Faro di Alessandria (Egitto)
È stato senza dubbio il più celebre faro dell'Antichità. Si trovava alla foce del fiume Nilo, dinanzi alla città di Alessandria, sull'isola di Pharos
e semplificava l'entrata in porto. Con ogni probabilità fu costruito all’epoca di Ptolomeo Soter, uno dei generali di Alessandro Magno, agli
ordini dell’architetto Sostrato di Cnido.

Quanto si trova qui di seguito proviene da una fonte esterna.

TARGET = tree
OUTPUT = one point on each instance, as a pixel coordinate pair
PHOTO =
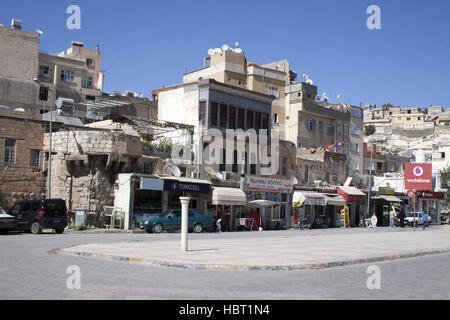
(369, 130)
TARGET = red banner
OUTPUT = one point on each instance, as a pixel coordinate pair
(418, 176)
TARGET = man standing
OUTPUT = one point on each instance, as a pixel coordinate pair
(392, 217)
(425, 220)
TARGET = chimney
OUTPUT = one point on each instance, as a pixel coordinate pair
(16, 24)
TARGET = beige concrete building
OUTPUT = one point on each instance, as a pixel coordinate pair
(232, 68)
(74, 73)
(22, 163)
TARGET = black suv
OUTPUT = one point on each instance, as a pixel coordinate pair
(35, 215)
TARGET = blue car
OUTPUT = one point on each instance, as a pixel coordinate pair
(171, 220)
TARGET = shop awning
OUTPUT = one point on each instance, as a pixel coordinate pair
(352, 194)
(309, 198)
(335, 200)
(388, 198)
(228, 196)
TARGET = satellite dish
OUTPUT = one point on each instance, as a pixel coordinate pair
(210, 171)
(176, 172)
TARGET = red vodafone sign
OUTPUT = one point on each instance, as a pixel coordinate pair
(418, 176)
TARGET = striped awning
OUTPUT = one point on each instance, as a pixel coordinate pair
(228, 196)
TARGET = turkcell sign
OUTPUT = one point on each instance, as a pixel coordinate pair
(181, 186)
(418, 176)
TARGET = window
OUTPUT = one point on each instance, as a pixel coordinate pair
(275, 118)
(43, 93)
(147, 168)
(339, 129)
(213, 114)
(44, 72)
(223, 115)
(10, 151)
(257, 121)
(250, 122)
(330, 129)
(310, 125)
(232, 118)
(35, 158)
(87, 82)
(354, 147)
(67, 75)
(241, 119)
(274, 91)
(90, 62)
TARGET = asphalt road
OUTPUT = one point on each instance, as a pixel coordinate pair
(29, 271)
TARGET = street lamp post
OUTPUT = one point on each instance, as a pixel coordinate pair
(49, 176)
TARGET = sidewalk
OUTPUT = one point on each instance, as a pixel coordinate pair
(284, 250)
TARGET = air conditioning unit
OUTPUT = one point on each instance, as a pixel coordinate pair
(195, 175)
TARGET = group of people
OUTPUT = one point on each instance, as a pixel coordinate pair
(394, 217)
(223, 220)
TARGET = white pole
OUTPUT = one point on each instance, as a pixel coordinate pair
(184, 222)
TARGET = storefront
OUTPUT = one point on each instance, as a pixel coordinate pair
(223, 200)
(140, 196)
(309, 205)
(430, 202)
(335, 203)
(383, 205)
(356, 201)
(279, 191)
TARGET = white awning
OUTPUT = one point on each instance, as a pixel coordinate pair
(335, 200)
(309, 198)
(228, 196)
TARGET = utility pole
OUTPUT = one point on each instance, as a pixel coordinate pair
(370, 182)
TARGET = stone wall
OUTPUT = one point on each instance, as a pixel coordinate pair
(20, 180)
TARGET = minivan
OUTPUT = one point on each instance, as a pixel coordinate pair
(35, 215)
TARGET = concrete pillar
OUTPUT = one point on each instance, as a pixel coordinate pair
(184, 222)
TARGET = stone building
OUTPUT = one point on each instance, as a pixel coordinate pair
(22, 163)
(74, 73)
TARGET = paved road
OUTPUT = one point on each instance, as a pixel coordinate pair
(28, 271)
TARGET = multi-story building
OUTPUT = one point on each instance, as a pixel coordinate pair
(32, 80)
(233, 69)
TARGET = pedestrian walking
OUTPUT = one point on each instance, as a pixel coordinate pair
(425, 220)
(392, 217)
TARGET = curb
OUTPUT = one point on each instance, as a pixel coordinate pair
(316, 266)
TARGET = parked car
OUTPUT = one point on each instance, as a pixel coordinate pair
(35, 215)
(409, 219)
(7, 222)
(171, 220)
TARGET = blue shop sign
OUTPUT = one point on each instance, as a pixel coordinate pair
(181, 186)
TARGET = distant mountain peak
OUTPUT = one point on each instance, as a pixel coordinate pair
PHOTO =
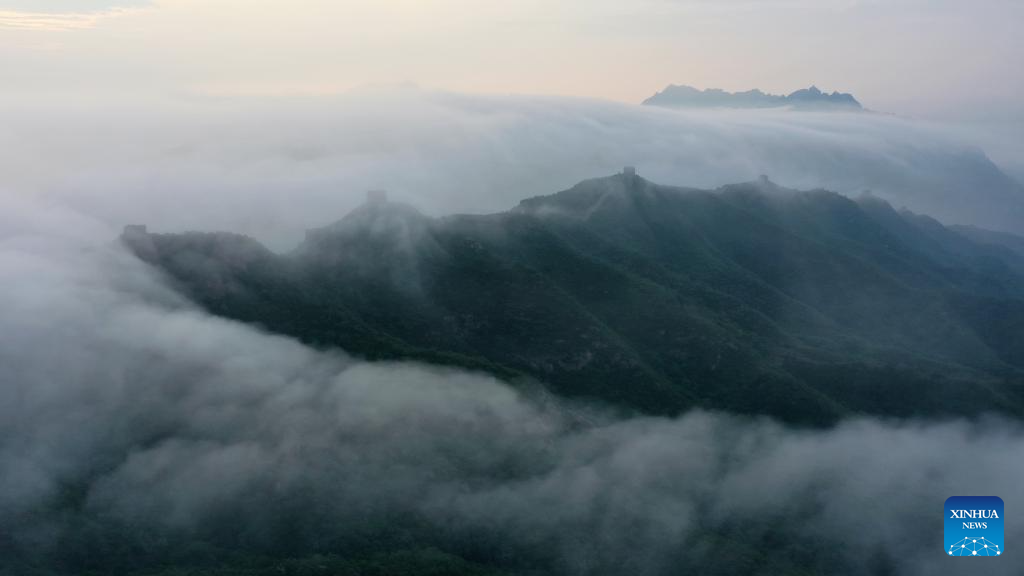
(812, 97)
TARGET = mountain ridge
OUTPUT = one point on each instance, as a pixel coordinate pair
(755, 298)
(681, 95)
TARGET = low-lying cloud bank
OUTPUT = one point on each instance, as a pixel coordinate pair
(133, 426)
(273, 167)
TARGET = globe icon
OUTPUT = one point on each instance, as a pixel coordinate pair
(974, 546)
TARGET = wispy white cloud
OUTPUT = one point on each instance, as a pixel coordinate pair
(61, 15)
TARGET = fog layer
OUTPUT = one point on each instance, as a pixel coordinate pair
(128, 417)
(272, 167)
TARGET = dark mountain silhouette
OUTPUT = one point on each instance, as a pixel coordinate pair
(755, 298)
(688, 96)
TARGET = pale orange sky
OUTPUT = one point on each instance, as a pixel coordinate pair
(910, 56)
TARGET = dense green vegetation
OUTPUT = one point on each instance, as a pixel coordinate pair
(804, 305)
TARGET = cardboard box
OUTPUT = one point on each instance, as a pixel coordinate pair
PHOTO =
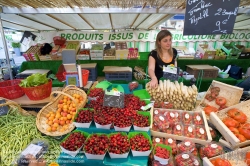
(207, 51)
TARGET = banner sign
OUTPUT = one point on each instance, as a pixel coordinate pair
(138, 36)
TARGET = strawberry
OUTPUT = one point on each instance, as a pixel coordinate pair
(119, 144)
(74, 141)
(97, 144)
(139, 143)
(84, 116)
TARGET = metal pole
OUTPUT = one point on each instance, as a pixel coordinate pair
(5, 49)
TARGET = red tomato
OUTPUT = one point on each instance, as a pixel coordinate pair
(247, 158)
(241, 137)
(234, 130)
(237, 115)
(221, 101)
(245, 130)
(229, 122)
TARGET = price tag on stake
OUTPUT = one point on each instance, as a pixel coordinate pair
(170, 140)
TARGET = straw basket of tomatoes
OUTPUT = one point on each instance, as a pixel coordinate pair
(56, 118)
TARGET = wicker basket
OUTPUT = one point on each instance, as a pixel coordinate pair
(14, 105)
(52, 106)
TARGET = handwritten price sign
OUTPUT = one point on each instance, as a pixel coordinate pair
(204, 17)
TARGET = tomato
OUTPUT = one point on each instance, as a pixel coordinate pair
(234, 130)
(237, 115)
(245, 130)
(229, 122)
(215, 90)
(247, 158)
(209, 97)
(241, 137)
(221, 101)
(208, 109)
(220, 162)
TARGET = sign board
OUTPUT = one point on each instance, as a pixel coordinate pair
(4, 109)
(204, 17)
(171, 73)
(114, 99)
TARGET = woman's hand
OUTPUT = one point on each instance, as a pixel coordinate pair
(153, 83)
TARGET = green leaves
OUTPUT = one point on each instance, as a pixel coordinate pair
(34, 80)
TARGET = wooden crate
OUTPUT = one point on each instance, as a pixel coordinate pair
(236, 158)
(231, 93)
(195, 140)
(216, 119)
(109, 57)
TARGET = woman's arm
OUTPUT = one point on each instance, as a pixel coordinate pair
(151, 72)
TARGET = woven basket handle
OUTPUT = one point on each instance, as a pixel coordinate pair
(60, 92)
(17, 105)
(69, 87)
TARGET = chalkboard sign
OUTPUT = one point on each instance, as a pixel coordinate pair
(169, 75)
(114, 100)
(205, 17)
(4, 109)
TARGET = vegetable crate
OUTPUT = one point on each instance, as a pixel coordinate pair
(170, 133)
(208, 71)
(236, 158)
(216, 119)
(117, 73)
(232, 94)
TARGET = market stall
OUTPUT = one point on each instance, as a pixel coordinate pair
(122, 120)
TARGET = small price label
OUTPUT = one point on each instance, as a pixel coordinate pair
(214, 146)
(170, 69)
(198, 118)
(157, 140)
(170, 140)
(202, 131)
(185, 156)
(187, 143)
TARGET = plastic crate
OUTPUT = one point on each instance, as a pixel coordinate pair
(92, 73)
(208, 71)
(127, 76)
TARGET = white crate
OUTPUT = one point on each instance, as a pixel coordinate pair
(195, 140)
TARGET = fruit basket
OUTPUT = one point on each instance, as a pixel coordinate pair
(52, 108)
(217, 120)
(14, 105)
(217, 92)
(10, 89)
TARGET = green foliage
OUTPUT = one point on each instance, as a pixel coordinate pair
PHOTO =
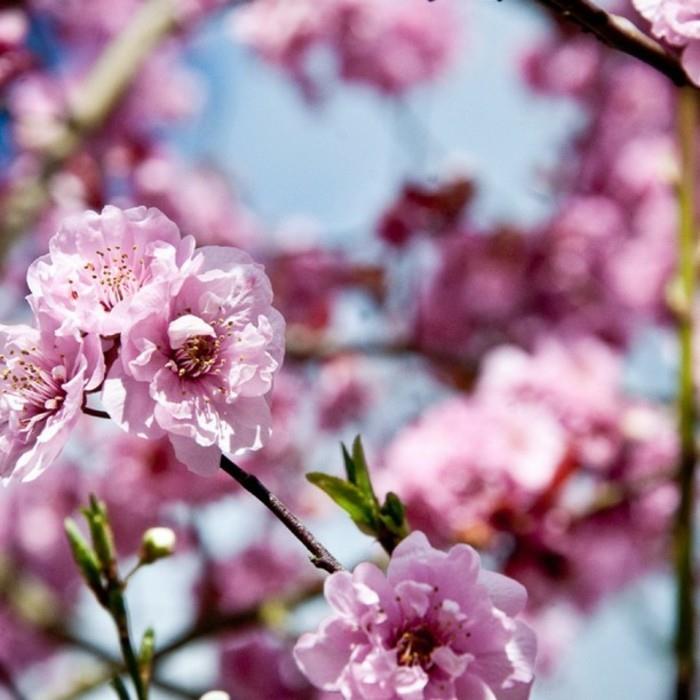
(355, 495)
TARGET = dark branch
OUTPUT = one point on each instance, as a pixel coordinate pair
(320, 556)
(620, 34)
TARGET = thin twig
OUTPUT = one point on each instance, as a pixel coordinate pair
(620, 34)
(95, 100)
(683, 535)
(320, 556)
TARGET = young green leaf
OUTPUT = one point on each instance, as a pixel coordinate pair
(349, 497)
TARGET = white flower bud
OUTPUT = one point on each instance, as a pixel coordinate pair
(157, 543)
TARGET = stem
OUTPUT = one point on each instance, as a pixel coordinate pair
(8, 682)
(117, 608)
(683, 539)
(95, 412)
(320, 556)
(620, 34)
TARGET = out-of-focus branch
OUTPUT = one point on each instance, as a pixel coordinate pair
(92, 104)
(209, 626)
(320, 556)
(683, 534)
(620, 34)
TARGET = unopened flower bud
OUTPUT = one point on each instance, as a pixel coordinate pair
(157, 543)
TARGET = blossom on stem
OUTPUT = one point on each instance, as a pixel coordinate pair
(435, 626)
(101, 268)
(199, 361)
(43, 377)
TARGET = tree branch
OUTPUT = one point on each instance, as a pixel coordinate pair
(95, 100)
(683, 534)
(620, 34)
(320, 556)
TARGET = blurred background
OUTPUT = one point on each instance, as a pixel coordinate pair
(467, 212)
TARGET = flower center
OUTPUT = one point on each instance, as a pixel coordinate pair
(117, 273)
(415, 647)
(30, 386)
(196, 356)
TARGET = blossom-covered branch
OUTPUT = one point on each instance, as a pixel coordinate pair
(619, 33)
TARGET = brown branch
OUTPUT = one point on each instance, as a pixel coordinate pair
(320, 556)
(95, 100)
(620, 34)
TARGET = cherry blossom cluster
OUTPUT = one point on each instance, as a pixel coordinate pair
(391, 46)
(178, 341)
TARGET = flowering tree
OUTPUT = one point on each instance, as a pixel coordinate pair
(179, 351)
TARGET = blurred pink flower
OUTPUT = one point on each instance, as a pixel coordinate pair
(563, 66)
(505, 455)
(260, 666)
(343, 394)
(577, 382)
(142, 482)
(262, 570)
(44, 376)
(391, 46)
(102, 269)
(676, 21)
(198, 199)
(436, 625)
(199, 360)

In base alle numerose descrizioni conservate, si trattava di una torre formata da tre corpi decrescenti in altezza, dei quali il primo era di
sezione quadrata e presentava un leggero angolo di caduta nelle pareti; il secondo era di pianta ottagonale e più basso e il terzo corpo
serviva come base per la statua. Nelle monete romane dell'epoca di Traiano, Adriano e Antonio Pio troviamo le rappresentazioni dei tritoni
della terrazza del primo corpo. Per quel che riguarda le dimensioni, le fonti differiscono e si contemplano valori compresi tra i 110 e i 122
metri di altezza.
Di questo faro impressionante non si conserva praticamente nulla. Agli inizi del VIII secolo, dopo che gli arabi conquistarono l’Egitto
cominciarono a smontarlo perché credevano che sotto le sua fondamenta si nascondessero grandi tesori. Nel 736, un terremoto ne
distrusse la parte superiore. All’epoca del sultano Ahmed-Ben-Tutun vennero restaurate parte delle sue strutture, ma un nuovo terremoto del
995 causò ulteriori danni alla struttura del faro. Nel 1274, il sultano di Bibars smontò la cupola della parte finale per costruire una piccola
moschea. Nel 1302 una nuova scossa danneggiò la struttura dell'edificio, provocandone con ogni probabilità la sua rovina, dal momento che
nel 1349 già non restavano segni dell'antico faro. Nel 1477 il sultano Quait-Bay visitò la città e decise di costruire una fortezza sulle
fondamenta dell’antico faro. A testimonianza dell’antica costruzione, si conserva una torre quadrata di grandi dimensioni che si crede
possano essere le fondamenta del faro.
Il Colosso di Rodi (Grecia)
Antipatro di Tessalonica lo considerò una delle Sette Meraviglie del Mondo, sebbene non si possa confermare che fosse utilizzato come
faro. Si trovava nell’isola di Rodi, all’entrata del porto e rappresentava la figura di Elio. Fu edificato intorno all‘anno 300 a. C. e i lavori
durarono circa venti anni. Il costruttore fu lo scultore Cares di Lindos, uno dei discepoli di Lisippo, che morì prima ancora di concludere la
sua opera e per questo fu sostituito da Lachus, il quale portò a termine i lavori. Il Colosso ebbe una vita breve e durò solo una sessantina
d'anni, poiché nel 225 a.C. un terremoto fratturò la scultura all’altezza del ginocchio facendola crollare completamente. Alcuni anni dopo,
secondo la tradizione, rimisero in piedi la statua giacché nella Cronica di Migel Sirio del VII secolo si dice che gli arabi conquistarono l’isola e
vendettero la statua a un commerciante ebreo che utilizzò mille cammelli per trasportarne i pezzi. Il terreno fu occupato dal fortino di San
Nicolas.
La leggenda parla di una figura di bronzo alta 70 gomiti (circa 40 metri), nuda e con le gambe separate, ognuna delle quali si appoggiava su
un molo diverso. Tra le sue gambe passavano le flotte che percorrevano l'arcipelago e il mare Egeo. Il braccio destro era sollevato verso il
cielo e la mano sosteneva una grande ciotola in cui ogni giorno veniva acceso il fuoco che serviva da segnale per la navigazione.